Would a towel rail with added electric element not be sufficient?
Probably. I'm trying to make this house as economical as I can. I'll probably have the electric element. I guess these have some sort of thermostat on them that prevents them working while the boiler is on, and thus the water is hot enough?

The thing is, the fuel bill for my 20 year old baxi solo 40/4 are gonna cripple me this winter, so come next year I want to go to the opposite extreme, and be as efficient as I can! I already have CFLs in ALL lights.

I'm going to have the back bedroom rad replaced (its the only old one left), and the boiler moved so its pipework no longer has to snake across the loft.

Would new pipework to all rads be a good investment or not nessecary if they are flushed out? Its all 15mm and 22mm at the moment.
 
I have a house like yours; kitchen and lounge downstairs and 2 beds + bath upstairs. The stairs are in the lounge. I have only just installed central heating.
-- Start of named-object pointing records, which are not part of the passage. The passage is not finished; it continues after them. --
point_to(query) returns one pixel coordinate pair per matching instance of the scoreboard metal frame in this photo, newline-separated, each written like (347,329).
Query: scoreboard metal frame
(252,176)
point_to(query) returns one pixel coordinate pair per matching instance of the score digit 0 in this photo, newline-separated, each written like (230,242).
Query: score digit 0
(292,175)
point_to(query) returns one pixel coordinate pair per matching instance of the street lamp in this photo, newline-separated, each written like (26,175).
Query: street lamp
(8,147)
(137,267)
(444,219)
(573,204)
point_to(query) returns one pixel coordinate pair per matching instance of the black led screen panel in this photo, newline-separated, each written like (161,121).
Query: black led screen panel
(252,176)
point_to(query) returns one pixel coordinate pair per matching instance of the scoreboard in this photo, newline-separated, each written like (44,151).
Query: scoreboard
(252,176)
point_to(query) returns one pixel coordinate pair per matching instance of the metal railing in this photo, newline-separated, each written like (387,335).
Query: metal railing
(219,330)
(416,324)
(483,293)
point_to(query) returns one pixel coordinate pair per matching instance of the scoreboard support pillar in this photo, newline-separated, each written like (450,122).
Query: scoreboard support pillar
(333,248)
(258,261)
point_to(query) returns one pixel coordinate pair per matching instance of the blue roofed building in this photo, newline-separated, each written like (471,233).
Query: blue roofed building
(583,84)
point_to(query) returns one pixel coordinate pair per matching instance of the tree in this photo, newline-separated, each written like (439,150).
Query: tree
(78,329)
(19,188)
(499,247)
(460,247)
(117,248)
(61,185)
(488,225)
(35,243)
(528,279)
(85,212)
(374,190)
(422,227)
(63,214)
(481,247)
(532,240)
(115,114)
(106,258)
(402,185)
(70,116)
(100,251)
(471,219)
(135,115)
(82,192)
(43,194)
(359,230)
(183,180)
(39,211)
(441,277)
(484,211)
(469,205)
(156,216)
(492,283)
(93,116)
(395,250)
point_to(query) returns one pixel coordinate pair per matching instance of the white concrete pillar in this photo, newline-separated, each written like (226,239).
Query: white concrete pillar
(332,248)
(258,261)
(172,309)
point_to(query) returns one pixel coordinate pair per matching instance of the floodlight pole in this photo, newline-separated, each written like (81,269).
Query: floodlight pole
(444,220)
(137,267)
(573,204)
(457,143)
Prior to that, I only heated the lounge with a 3kW gas wall heater and this kept the whole house warm.

My point is that it can be difficult to keep heat out of the upstairs rooms and zoning might cost more than you save.
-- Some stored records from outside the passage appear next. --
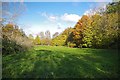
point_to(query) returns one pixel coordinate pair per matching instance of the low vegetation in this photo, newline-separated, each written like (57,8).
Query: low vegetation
(61,62)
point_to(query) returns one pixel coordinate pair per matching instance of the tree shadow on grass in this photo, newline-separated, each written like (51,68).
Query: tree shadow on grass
(58,64)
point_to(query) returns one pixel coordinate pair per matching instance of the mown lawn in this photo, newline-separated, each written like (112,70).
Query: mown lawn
(61,62)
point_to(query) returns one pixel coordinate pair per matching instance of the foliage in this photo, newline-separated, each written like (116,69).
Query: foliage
(37,40)
(14,40)
(100,30)
(60,40)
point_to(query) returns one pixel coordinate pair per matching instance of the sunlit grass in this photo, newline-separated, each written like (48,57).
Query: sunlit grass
(55,62)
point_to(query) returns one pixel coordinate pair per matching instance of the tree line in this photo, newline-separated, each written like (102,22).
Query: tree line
(100,30)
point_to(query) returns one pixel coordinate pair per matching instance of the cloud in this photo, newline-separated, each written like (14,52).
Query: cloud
(70,17)
(49,16)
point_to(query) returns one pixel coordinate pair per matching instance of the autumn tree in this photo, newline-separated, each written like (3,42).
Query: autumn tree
(37,40)
(47,37)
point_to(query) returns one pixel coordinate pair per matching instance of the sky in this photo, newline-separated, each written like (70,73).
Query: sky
(53,16)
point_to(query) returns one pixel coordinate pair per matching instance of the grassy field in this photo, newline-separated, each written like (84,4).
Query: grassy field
(61,62)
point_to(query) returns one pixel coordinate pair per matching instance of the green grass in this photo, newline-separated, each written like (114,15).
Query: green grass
(61,62)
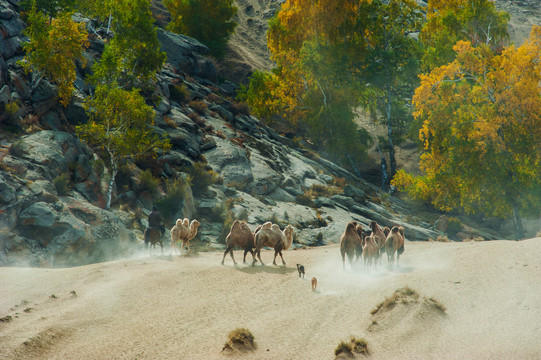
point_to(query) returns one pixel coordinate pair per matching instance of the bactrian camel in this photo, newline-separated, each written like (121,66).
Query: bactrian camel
(271,236)
(240,235)
(394,243)
(348,243)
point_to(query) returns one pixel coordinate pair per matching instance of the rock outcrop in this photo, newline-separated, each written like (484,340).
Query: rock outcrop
(52,186)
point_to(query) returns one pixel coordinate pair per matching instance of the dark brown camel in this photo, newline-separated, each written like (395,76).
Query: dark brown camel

If you just want to warm your bedroom before a regular bedtime, you could replace your manual TRV with a programmable one:

http://www.heatingcontrolsonline.co.uk/danfoss-randall-raplus-programmable-trv-p-317.html

Another thought is that you could control an electric towel rail element with a humidistat (also linked to a bathroom fan). When the towels are dry, the humidity drops and turns off the towel rail heater.
 
My point is that it can be difficult to keep heat out of the upstairs rooms and zoning might cost more than you save.
Indeed, if the stairs are open to the downstairs rooms, but my stairs are enclosed with a door at the bottom (though there is a rad at the bottom of the steps, supplied off the downstairs pipework, unsure whether i should split this off).

If you just want to warm your bedroom before a regular bedtime, you could replace your manual TRV with a programmable one:

http://www.heatingcontrolsonline.co.uk/danfoss-randall-raplus-programmable-trv-p-317.html[/QUOTE]
I had seen these, thought what a brilliant idea they were, but then realised that they run constantly but with no trigger to activate the boiler. A good point is that women (master tinkerers) wouldnt go near them and turn them all up! And they need batteries. Batteries cost money and harm the environment (goes against the point of this).


Another thought is that you could control an electric towel rail element with a humidistat (also linked to a bathroom fan). When the towels are dry, the humidity drops and turns off the towel rail heater.
Yes, this sounds like a plan! Though I'd have to monitor how successful it actually is. I guess the theory is that when the upstairs room temp drops the heating will kick in and heat the rail anyway. I'd want a boost override switch for the electric heater, so that I can switch it on for an hour or so if there is no humidity and no heating.